Dentro de unas horas, el 2017 será cosa del pasado y el 2018 nos pondrá de cara ante el futuro inmediato, heredero forzado del fardo de tareas pendientes en todos los órdenes, pero lleno de expectativas interesantes que deben despertar optimismo e inducirnos a trabajar con tesón y activar la creatividad para alcanzar las metas en carpeta y corregir rumbos. Siempre quedarán cosas pendientes entre un año y otro, pero no es sano que se releguen objetivos importantes, de carácter institucional, como ha pasado en 2017.
Leyes muy necesarias, como las de Régimen Electoral, de Organizaciones Políticas, las observaciones del Poder Ejecutivo al Código Penal, la Ley de Aguas y otras pautas, han quedado nuevamente en el tintero de la parsimonia. En lo económico están pendientes asuntos como la tan necesaria Reforma Fiscal y el Pacto Eléctrico, por citar solo dos temas trascendentales con carácter normativo. Mientras tanto, no hay manera de detener la tendencia de crecimiento de la economía informal, que según algunos cálculos ya supera a la formal, con todas sus consecuencias fiscales y sociales.
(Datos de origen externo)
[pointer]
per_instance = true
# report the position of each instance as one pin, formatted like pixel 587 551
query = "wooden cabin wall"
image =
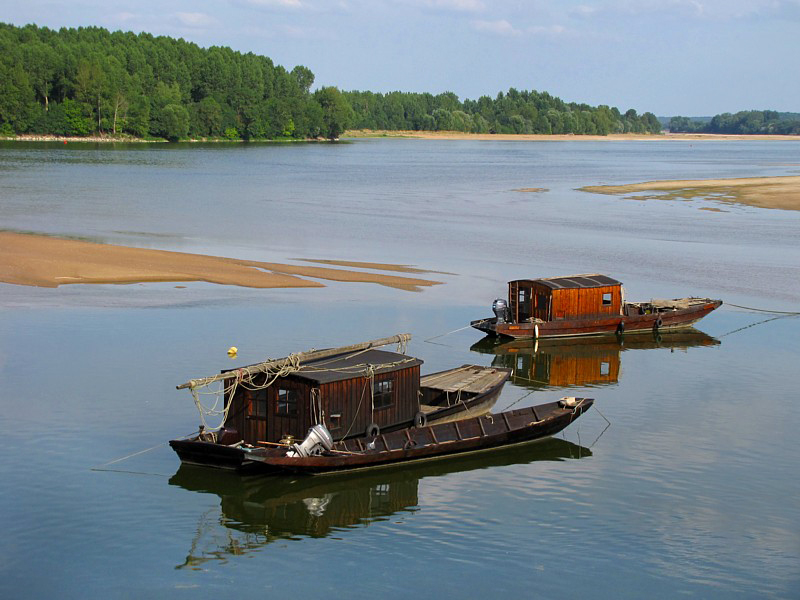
pixel 352 400
pixel 585 302
pixel 297 425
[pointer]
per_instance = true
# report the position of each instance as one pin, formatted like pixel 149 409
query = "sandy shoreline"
pixel 619 137
pixel 765 192
pixel 45 261
pixel 444 135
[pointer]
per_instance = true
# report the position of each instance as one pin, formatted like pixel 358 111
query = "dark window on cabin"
pixel 383 394
pixel 287 402
pixel 258 404
pixel 335 421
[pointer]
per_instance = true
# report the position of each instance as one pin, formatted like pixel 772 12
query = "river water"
pixel 692 490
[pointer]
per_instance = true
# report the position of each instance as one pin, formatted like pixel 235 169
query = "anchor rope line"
pixel 281 368
pixel 454 331
pixel 754 324
pixel 774 312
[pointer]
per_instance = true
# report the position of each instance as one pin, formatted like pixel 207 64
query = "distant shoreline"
pixel 49 261
pixel 521 137
pixel 782 192
pixel 433 135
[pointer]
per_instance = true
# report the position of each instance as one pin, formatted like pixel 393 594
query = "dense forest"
pixel 512 112
pixel 745 122
pixel 87 81
pixel 90 81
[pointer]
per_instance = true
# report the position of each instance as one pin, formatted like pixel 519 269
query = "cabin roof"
pixel 354 365
pixel 573 281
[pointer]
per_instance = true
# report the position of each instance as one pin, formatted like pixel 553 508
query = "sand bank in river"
pixel 764 192
pixel 45 261
pixel 520 137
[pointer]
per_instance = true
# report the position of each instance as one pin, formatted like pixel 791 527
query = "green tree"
pixel 336 112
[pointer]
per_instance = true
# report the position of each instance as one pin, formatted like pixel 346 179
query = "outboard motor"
pixel 317 440
pixel 500 308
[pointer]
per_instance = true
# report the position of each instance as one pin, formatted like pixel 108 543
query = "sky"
pixel 668 57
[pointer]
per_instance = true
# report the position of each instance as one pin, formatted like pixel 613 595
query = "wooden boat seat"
pixel 469 378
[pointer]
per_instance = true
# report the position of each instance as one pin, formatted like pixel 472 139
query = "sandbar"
pixel 764 192
pixel 565 137
pixel 45 261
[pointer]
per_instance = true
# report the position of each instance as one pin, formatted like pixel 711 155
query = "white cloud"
pixel 469 6
pixel 273 3
pixel 551 30
pixel 194 19
pixel 124 17
pixel 501 27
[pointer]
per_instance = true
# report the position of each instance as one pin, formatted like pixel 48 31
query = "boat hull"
pixel 440 441
pixel 617 324
pixel 199 452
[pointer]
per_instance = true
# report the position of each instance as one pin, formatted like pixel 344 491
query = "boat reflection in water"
pixel 581 361
pixel 255 511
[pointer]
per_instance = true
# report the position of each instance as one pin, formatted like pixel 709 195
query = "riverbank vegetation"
pixel 749 122
pixel 92 82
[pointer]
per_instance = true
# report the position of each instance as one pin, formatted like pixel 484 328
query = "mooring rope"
pixel 757 323
pixel 117 460
pixel 454 331
pixel 774 312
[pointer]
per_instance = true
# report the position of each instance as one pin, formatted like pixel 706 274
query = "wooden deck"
pixel 469 378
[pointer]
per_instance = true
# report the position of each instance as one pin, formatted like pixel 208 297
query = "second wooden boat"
pixel 584 305
pixel 319 454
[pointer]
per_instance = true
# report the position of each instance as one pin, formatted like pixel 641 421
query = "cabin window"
pixel 335 421
pixel 258 403
pixel 383 394
pixel 287 402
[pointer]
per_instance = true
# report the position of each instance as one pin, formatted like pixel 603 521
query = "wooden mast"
pixel 247 372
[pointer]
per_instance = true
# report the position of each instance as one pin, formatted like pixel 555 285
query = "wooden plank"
pixel 249 371
pixel 472 379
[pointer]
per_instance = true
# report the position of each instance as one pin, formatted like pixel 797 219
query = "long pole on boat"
pixel 246 372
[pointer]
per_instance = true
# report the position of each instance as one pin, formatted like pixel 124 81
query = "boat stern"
pixel 488 325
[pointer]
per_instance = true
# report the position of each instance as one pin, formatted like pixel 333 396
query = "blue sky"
pixel 670 57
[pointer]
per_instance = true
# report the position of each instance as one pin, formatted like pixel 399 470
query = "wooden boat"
pixel 319 454
pixel 585 305
pixel 256 511
pixel 351 391
pixel 548 363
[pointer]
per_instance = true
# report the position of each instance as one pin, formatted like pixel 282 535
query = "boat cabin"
pixel 348 393
pixel 559 298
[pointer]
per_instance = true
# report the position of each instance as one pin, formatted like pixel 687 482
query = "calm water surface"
pixel 691 491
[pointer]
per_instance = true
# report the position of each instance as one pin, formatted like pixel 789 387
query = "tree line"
pixel 511 112
pixel 747 122
pixel 88 81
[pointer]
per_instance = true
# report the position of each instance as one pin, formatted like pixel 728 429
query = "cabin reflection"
pixel 578 362
pixel 255 511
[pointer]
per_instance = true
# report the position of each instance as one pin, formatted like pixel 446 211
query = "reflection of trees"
pixel 581 361
pixel 255 511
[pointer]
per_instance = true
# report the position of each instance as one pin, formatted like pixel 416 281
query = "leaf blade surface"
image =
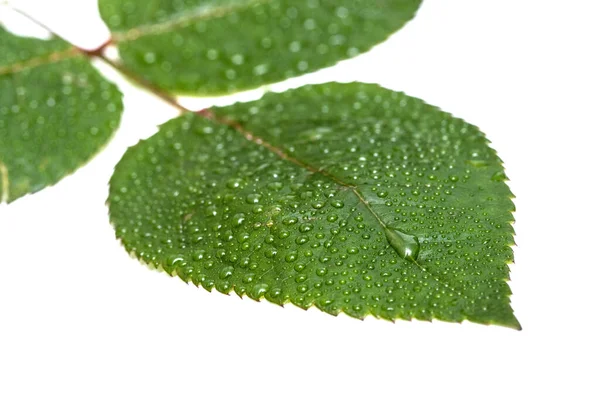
pixel 218 47
pixel 313 197
pixel 56 112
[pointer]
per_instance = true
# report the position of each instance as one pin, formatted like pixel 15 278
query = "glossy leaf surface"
pixel 214 47
pixel 348 197
pixel 56 111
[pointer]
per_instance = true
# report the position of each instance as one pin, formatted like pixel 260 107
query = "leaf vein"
pixel 181 21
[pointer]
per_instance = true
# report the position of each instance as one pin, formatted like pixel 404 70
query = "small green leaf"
pixel 56 111
pixel 222 46
pixel 348 197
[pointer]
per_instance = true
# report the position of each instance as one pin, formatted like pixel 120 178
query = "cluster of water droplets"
pixel 366 215
pixel 247 43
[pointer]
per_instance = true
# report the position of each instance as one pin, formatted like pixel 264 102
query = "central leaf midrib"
pixel 4 183
pixel 181 21
pixel 250 136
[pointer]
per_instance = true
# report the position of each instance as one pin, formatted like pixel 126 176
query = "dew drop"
pixel 253 198
pixel 407 246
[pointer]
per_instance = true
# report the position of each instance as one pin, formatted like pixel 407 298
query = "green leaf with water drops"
pixel 56 111
pixel 348 197
pixel 211 47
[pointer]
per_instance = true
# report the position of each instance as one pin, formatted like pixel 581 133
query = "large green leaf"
pixel 208 47
pixel 56 111
pixel 352 198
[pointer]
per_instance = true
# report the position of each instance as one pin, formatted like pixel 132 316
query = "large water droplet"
pixel 407 246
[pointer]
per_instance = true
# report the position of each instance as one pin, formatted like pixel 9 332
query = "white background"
pixel 80 319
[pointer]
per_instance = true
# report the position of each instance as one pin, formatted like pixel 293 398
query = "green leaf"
pixel 56 111
pixel 348 197
pixel 222 46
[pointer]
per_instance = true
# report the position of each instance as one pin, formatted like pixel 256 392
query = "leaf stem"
pixel 171 100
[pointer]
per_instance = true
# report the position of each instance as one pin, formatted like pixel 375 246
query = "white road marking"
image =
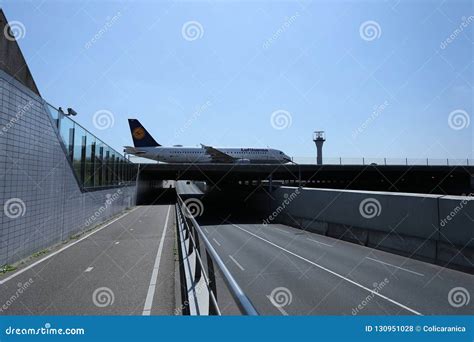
pixel 62 249
pixel 332 272
pixel 283 312
pixel 236 262
pixel 156 268
pixel 322 243
pixel 400 268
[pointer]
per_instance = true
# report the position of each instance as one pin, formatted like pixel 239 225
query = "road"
pixel 118 270
pixel 288 271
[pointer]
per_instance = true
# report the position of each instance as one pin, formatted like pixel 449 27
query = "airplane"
pixel 147 147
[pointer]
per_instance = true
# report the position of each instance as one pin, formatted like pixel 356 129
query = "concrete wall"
pixel 409 224
pixel 11 58
pixel 40 201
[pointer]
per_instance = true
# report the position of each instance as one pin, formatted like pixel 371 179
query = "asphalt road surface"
pixel 125 268
pixel 288 271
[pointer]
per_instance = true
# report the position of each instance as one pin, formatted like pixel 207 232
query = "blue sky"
pixel 386 91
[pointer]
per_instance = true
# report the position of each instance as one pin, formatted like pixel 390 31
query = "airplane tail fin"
pixel 141 137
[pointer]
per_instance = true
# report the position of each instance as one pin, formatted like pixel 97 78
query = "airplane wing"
pixel 217 155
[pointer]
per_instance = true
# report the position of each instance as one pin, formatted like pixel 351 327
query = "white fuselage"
pixel 200 155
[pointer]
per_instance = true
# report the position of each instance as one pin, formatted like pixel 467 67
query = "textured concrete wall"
pixel 40 200
pixel 408 214
pixel 11 58
pixel 457 220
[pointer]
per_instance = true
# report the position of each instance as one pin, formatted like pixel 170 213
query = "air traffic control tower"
pixel 319 137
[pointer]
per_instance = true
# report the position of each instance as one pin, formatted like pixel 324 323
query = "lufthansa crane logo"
pixel 139 133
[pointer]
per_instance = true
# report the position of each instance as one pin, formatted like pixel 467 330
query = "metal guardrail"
pixel 208 286
pixel 387 161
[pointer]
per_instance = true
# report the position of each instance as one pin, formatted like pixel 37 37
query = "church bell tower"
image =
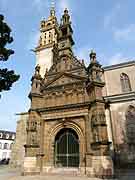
pixel 48 37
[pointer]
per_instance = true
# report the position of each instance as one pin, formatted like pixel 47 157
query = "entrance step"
pixel 65 172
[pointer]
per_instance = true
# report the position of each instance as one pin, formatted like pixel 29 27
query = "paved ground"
pixel 7 173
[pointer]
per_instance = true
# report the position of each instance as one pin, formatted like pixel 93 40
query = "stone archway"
pixel 51 142
pixel 66 151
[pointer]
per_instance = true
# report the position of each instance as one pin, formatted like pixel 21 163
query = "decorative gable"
pixel 64 78
pixel 66 64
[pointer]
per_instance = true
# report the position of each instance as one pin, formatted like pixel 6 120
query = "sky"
pixel 106 26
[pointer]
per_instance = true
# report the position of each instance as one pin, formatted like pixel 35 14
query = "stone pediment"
pixel 66 64
pixel 64 78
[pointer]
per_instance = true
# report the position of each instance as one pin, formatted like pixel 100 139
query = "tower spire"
pixel 52 11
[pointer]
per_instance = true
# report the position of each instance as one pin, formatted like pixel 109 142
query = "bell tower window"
pixel 125 83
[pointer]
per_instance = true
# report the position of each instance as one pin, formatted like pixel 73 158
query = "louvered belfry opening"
pixel 66 148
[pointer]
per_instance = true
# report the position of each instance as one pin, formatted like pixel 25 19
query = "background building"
pixel 6 142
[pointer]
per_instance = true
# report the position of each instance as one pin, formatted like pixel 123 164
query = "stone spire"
pixel 52 10
pixel 65 39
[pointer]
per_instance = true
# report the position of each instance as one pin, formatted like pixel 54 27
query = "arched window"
pixel 6 146
pixel 0 145
pixel 11 146
pixel 125 83
pixel 130 124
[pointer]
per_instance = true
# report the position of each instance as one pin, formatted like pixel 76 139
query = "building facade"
pixel 18 150
pixel 66 127
pixel 6 142
pixel 81 118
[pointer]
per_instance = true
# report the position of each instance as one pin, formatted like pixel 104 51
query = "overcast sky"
pixel 107 26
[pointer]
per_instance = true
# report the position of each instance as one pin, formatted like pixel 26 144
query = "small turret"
pixel 65 40
pixel 94 69
pixel 36 81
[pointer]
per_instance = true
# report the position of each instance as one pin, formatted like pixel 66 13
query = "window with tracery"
pixel 125 83
pixel 6 146
pixel 0 145
pixel 130 125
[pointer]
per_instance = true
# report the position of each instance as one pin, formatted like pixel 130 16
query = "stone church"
pixel 81 118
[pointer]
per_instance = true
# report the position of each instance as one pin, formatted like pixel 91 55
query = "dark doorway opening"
pixel 66 148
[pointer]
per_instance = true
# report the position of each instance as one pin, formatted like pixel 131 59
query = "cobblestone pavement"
pixel 7 173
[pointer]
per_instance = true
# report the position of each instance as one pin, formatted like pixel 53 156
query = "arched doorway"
pixel 66 148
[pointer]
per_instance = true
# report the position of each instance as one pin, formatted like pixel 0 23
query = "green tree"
pixel 7 77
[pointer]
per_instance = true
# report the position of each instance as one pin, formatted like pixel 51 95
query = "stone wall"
pixel 18 151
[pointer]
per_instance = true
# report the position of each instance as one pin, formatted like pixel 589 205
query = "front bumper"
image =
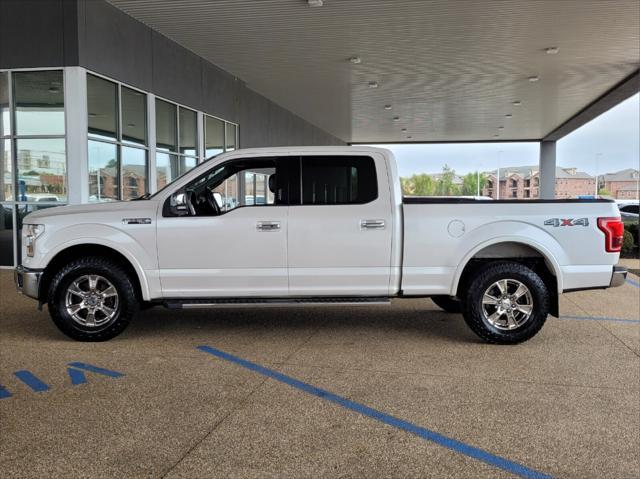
pixel 27 281
pixel 618 277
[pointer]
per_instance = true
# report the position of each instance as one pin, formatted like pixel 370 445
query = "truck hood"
pixel 90 210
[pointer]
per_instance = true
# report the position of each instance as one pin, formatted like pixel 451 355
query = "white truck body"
pixel 391 246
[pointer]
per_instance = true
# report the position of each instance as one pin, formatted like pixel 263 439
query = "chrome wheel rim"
pixel 507 304
pixel 92 300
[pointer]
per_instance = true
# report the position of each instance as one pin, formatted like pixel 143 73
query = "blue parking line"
pixel 424 433
pixel 31 380
pixel 633 283
pixel 4 392
pixel 600 318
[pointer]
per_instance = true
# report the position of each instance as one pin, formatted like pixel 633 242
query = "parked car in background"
pixel 334 230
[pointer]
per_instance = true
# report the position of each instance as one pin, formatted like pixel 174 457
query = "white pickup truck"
pixel 315 225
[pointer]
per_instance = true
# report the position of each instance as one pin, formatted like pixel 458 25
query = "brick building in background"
pixel 622 185
pixel 523 182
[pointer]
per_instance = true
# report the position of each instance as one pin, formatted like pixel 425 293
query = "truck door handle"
pixel 372 224
pixel 268 225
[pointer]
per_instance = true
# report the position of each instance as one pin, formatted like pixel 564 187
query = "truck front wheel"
pixel 92 299
pixel 506 303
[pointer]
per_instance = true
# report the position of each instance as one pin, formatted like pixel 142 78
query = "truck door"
pixel 340 232
pixel 235 249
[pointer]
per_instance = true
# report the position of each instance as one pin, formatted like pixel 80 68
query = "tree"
pixel 470 183
pixel 445 185
pixel 418 185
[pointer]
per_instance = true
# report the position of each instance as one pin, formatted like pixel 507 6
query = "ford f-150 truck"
pixel 315 225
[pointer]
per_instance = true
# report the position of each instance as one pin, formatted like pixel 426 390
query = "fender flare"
pixel 142 278
pixel 546 254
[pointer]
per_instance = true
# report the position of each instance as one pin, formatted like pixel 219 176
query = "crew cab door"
pixel 236 249
pixel 341 229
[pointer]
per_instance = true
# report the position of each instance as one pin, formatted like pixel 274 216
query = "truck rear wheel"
pixel 92 299
pixel 448 304
pixel 506 303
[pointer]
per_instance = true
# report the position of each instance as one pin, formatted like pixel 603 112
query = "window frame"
pixel 281 163
pixel 300 182
pixel 14 205
pixel 119 142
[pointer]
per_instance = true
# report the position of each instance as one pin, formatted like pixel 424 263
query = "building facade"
pixel 622 185
pixel 96 106
pixel 523 182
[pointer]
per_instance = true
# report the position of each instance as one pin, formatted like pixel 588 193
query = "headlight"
pixel 31 233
El crecimiento de la deuda externa seguirá siendo tema de justificada preocupación, y más aún cuando soplan aires de alzas en las tasas de interés en los Estados Unidos, que inflarían los costos de nuestros débitos.
También se ha avanzado poco en la solución de problemas como el caos en el transporte, pues hasta ahora solo se han producido cambios burocráticos y anuncios de obras estructurales para despejar el Corredor 27 de Febrero. Otro asunto por encarar es el de la seguridad ciudadana, la fragilidad del régimen de consecuencias y atizar la guerra contra la corrupción. Uno de los obstáculos mayores lo sigue planteando el hecho de que la Justicia continúa en la categoría de cenicienta. Sigue vigente la mortificación social que representan los feminicidios, las violaciones sexuales, el embarazo precoz y la mortalidad materna e infantil por causas prevenibles.
No adivinamos qué ocurrirá con las tareas pendientes que deja el 2017, que a su vez heredó algunas de años anteriores. Sin embargo, el Presidente Danilo Medina anuncia que 2018 será de grandes logros, y lo ha declarado como “Año de la Exportación”, en consonancia con la creación del Consejo Nacional de Competitividad, y durante el mismo período se terminarán la Presa de Monte Grande, la segunda línea del Metro y el Teleférico, entre otras obras. Pongamos el optimismo por delante.